Greece’s electricity market has been described as a bad example to be avoided at a two-day energy conference held in Berlin, involving the participation of leading sector officials.
Speakers at the event, Berlin Energy Transition Dialogue 2015 – towards a global Energiewende (energy transition)”, held on March 26 and 27 at the Federal Foreign Office in Berlin, included the German Minister for Foreign Affairs Frank-Walter Steinmeier, Germany’s Minister for Economic Affairs and Energy and Vice Chancellor Sigmar Gabriel, the energy ministers of Denmark, Norway and a number of Middle East countries, and, from Greece, Dr. A. Metaxas, Lecturer at the University of Athens and Visiting Professor of Energy Law at the International Hellenic University (IHU).
Greece’s energy market was subject to criticism during a panel discussion focused on legal regulatory framework requirements that need to be observed for prospective renewable energy source (RES) penetration of the energy mix.
During his speech, Metaxas described the Greek market as a negative example of concealed subsidy activity in the supply sector that was drastically undermining and unsettling the RES special account balance.

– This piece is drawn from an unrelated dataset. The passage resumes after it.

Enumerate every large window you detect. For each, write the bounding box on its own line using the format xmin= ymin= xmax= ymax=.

The activity, based on the pretext of the economic crisis, has consequently led to the adoption of policies that have proven detrimental to the New Deal, a pivotal tool for the RES market’s future growth, he continued.
Key speakers at the Berlin conference were well aware of the aforementioned negative circumstances in the Greek energy market, which, along with the Spanish market, were presented as bad examples. Adequate planning for future RES production penetration was lacking in both markets, event participants agreed.
Also, prominent international investors and financial institutions active in the financing of energy-sector projects told the event that retroactive reductions of contracted rate agreements with RES producers, as has been the case in Greece, stood as a red line that distinguished between reliable and unreliable investment destinations around the world.
Overall, the Berlin event’s particpants agreed that the key issue and challenge for the European market concerns how, not if, RES production will further penetrate the continent’s energy market, as increased RES production represents the only viable solution for energy security and independence in the EU’s energy markets.